Though doubts over Trump’s administration, North Korea fears, Middle East tension, and the two storms heightened market uncertainty, these did not snap the bullishness. As a result, volatility products were the biggest losers this year. In particular, Rex Volmaxx Long Vix Weekly Futures Strategy ETF (VMAX - Free Report) has tumbled 82%. It seeks to benefit from a negative correlation between the VIX Index and equity market. The ETF provides long exposure to the VIX Index by holding a combination of VIX futures contracts that are near expiration. It has amassed $2.2 million in AUM and charges 2.90% in fees per year. It sees a meager volume of about 7,000 shares a day.

Natural Gas

Though crude prices strongly rebounded to end the year, natural gas prices remained under pressure on supply/demand imbalances. In fact, natural gas supplies have been on the rise since 2008. That said, United States Natural Gas Fund UNG has shed 42.3%. The fund provides direct exposure to the price of natural gas on a daily basis through futures contracts. It has AUM of $643.2 million and trades in volume of around 8.8 million shares per day.
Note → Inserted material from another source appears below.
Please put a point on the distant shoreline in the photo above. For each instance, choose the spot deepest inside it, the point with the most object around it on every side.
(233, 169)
The fund charges 1.27% in expense ratio (see: all the Energy ETFs here).

Sugar

In a commodity world, sugar has been the worst performer, with iPath Bloomberg Sugar Subindex Total Return ETN losing around 30%. This is because sugar prices have fallen owing to strong sugar harvest and soft demand, leading to increased global surplus. The note tracks the Bloomberg Sugar Subindex Total Return, which delivers returns through the futures contracts on sugar. The note has an expense ratio of 0.75% and has amassed $73.4 million in its asset base. Average daily volume is moderate at 109,000 shares. The fund has a Zacks ETF Rank #2 with High risk outlook.